An important thing to note is that $\mathsf{P} = \mathsf{NP}$ would not fundamentally threaten cryptography - even theoretical cryptography. What it would imply, as mentioned by Meir Maor in his answer, is that there is no one-way function, which means essentially no "traditional" cryptography.

However, one-way functions, and most of cryptography, are theoretically defined as requiring a superpolynomial gap between the best attack and the honest use of the algorithms. Still, if tomorrow you prove $\mathsf{P} = \mathsf{NP}$, there can still exist functions which take time $n$ to compute, but time $n^{10}$ to invert. This would not at all contradict $\mathsf{P} = \mathsf{NP}$. It would however suffice for all practical purposes: take $N = 2^{10}$, then evaluating your function takes $2^{10}$ steps, while inverting it takes $2^{100}$ steps. That security margin is good enough for most uses.

Such one-way functions, where the gap between evaluation and inversion is a fixed polynomial instead of superpolynomial, are called fine-grained one-way functions. They are an emerging subject of study in cryptography (see e.g. this recent paper), mainly because they can in theory be built from weaker assumptions than those known to imply standard OWF (even though exhibiting such a fine-grained OWF from a generic, well-studied assumption which is not believed to imply OWF remains, as of today, an open problem). They can be used to construct fine-grained pseudorandom generators and stream ciphers.

It does not seem absurd that, in the event that we prove $\mathsf{P} = \mathsf{NP}$, our best attack on AES would still require $n^{10}$ steps. In this case, after some appropriate key-size adjustments, everyone would just keep on using the good old AES, as if nothing had ever happened, and theoretical cryptographers would replace "assume this OWF takes $\mathsf{superpoly}(n)$ steps to break" by "assume this OWF takes $n^{10}$ steps to break".

Answer 2

If $\mathsf{P} = \mathsf{NP}$, then there are no one-way functions, there are no trap door one-way functions and essentially no cryptography.

If $\mathsf{P} = \mathsf{NP}$, it means verifying a key and finding the key are equally hard (up to a polynomial reduction).
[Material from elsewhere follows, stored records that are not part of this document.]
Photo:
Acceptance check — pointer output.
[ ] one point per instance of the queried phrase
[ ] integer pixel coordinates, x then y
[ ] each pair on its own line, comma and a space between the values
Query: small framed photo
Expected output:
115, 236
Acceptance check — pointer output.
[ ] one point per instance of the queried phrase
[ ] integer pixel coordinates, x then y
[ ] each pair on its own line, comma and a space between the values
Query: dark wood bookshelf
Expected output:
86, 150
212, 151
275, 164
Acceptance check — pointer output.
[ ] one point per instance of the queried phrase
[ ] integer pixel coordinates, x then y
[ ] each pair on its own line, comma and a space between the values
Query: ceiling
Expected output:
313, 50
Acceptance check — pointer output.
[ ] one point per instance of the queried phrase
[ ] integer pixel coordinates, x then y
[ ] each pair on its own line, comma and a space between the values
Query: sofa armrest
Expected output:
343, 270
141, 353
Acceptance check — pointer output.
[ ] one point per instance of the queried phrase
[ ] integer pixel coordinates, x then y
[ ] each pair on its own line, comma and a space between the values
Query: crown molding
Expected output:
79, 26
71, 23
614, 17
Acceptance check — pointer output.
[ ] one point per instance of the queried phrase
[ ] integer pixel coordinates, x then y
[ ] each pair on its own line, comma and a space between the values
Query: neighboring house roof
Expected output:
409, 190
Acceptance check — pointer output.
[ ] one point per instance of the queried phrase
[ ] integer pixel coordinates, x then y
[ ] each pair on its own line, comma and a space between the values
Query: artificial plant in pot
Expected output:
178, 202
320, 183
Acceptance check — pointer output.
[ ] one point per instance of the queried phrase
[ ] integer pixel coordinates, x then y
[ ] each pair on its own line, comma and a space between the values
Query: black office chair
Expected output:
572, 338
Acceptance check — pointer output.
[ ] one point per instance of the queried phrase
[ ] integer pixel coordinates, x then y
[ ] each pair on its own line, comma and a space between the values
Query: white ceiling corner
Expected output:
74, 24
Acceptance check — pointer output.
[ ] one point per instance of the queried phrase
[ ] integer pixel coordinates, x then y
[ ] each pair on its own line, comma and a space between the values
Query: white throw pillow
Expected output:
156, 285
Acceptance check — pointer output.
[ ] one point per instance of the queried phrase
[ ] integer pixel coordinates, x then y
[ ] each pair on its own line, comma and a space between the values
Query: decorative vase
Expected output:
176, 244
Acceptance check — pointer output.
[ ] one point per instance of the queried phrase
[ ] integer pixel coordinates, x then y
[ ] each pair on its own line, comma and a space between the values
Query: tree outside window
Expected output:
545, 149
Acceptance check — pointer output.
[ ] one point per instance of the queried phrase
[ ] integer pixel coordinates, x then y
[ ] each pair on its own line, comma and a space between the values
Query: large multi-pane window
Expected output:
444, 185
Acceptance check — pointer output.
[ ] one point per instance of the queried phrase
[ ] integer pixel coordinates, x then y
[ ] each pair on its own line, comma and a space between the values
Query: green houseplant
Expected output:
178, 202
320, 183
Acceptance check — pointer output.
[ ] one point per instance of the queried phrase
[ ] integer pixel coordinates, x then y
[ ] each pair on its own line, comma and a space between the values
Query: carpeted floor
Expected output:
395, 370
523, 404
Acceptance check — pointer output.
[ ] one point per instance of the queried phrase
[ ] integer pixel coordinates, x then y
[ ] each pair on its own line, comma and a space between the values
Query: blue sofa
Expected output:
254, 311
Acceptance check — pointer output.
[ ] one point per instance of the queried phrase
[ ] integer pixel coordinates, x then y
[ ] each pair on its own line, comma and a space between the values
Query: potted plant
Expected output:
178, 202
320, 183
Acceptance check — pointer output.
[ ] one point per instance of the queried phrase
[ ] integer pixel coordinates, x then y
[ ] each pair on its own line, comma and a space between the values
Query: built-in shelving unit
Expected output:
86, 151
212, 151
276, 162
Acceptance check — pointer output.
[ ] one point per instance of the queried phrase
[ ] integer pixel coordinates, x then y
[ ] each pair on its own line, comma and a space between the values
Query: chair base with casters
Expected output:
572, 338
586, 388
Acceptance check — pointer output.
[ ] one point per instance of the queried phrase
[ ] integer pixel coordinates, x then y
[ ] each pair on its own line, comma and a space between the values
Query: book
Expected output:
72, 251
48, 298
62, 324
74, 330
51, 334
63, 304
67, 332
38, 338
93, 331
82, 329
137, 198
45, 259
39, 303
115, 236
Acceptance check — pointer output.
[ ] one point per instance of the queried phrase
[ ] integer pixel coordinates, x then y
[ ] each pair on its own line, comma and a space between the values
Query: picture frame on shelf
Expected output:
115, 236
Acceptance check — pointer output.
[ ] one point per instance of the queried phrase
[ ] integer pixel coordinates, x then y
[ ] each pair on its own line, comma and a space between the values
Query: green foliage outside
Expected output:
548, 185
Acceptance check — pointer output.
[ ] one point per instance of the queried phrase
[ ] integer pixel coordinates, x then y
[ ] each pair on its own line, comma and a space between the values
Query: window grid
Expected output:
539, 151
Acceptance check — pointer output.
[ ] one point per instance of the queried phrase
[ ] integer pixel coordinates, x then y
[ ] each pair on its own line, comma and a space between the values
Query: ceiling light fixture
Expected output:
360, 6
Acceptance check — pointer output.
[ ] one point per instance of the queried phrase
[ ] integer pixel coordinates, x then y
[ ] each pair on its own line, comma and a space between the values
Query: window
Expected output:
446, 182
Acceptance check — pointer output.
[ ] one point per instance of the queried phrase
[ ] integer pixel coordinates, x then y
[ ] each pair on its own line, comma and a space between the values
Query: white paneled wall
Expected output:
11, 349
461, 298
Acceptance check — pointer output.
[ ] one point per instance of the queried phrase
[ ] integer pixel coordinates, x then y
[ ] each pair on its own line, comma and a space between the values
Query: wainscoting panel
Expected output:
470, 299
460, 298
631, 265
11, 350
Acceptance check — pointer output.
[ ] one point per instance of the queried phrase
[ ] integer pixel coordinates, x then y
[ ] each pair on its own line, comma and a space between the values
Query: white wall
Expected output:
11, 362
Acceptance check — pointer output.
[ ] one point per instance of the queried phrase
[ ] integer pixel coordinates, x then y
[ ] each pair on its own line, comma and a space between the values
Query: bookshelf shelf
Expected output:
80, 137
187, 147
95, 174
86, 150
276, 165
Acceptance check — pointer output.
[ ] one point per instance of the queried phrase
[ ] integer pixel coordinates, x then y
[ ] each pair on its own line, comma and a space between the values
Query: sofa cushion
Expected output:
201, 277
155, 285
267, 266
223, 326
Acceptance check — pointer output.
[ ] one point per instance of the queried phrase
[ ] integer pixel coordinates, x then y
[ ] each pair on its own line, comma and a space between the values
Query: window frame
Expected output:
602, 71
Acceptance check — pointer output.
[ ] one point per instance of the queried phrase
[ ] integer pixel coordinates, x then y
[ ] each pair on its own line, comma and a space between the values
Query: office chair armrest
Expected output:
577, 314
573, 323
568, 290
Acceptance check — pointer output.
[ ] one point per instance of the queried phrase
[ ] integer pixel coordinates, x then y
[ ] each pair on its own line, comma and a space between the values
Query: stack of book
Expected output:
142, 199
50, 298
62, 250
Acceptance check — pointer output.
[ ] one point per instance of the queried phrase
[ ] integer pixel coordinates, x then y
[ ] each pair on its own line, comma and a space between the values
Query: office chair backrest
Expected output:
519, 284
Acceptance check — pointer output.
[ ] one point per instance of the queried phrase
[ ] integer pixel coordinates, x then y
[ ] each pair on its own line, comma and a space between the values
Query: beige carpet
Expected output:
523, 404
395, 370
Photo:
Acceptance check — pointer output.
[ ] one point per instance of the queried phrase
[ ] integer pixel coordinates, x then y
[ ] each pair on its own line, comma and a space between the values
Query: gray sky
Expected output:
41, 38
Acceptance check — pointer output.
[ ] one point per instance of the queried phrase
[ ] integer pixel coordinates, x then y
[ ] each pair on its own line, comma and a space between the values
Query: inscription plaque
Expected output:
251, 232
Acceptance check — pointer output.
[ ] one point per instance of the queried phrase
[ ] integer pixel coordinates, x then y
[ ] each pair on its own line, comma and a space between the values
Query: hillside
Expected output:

So one time pads still work, they are information theoretically secure and don't rely on computational difficulty. But all encryption, symmetric or not, hashing, etc, becomes insecure.

Practically, quantum key exchange may save us, it will allow a non cryptographic secure channel for sharing key material and then allow one time pad.

It is worth noting that it is possible we live in cryptography dystopia even if $\mathsf{P}$ does not equal $\mathsf{NP}$. We do not know the existence of one-way functions, they may not exist, even if $\mathsf{P} \, \not = \mathsf{NP}$.